C—the task force has no recommendation for or against the service (that is, there is at least fair evidence that the service can improve outcomes for patients, but the balance of benefits and harm is too even to justify a general recommendation);

D—the task force recommends against using the service (that is, at least fair evidence was found that the service is ineffective or that its harm outweighs its benefits); and

I—the evidence is insufficient for a recommendation for or against (that is, evidence is lacking that the service is effective, of poor quality, or conflicting, and the balance of benefits and harm cannot be determined).

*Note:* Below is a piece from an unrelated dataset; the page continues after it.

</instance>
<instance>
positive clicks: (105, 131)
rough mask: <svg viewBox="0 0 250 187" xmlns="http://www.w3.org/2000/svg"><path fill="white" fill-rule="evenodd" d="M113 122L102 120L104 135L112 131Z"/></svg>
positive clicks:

This option would allow the Secretary of Health and Human Services to modify Medicare’s coverage of preventive services to which the USPSTF has assigned a grade other than A or B. The Secretary could maintain coverage despite the USPSTF’s recommendations, restrict coverage to certain subgroups that had risk factors that made the preventive service more likely to be beneficial, or eliminate Medicare’s coverage of the service. In estimating the change in outlays that this option might generate, the Congressional Budget Office assumed that coverage for all services assigned a grade of D would be eliminated and that most services assigned a grade of C or I would be retained. Specifically, coverage for the following services, CBO expects, would be eliminated:

electrocardiograms provided during the “Welcome to Medicare” visit that the program routinely provides for low-risk beneficiaries;

cervical cancer screening for women over the age of 65 whose recent PAP smears have been normal; and

the use of prostate-specific antigen tests to screen for prostate cancer in men over age 75.

This option would reduce outlays by about $360 million over the 2010–2014 period and by about $850 million over the 2010–2019 period.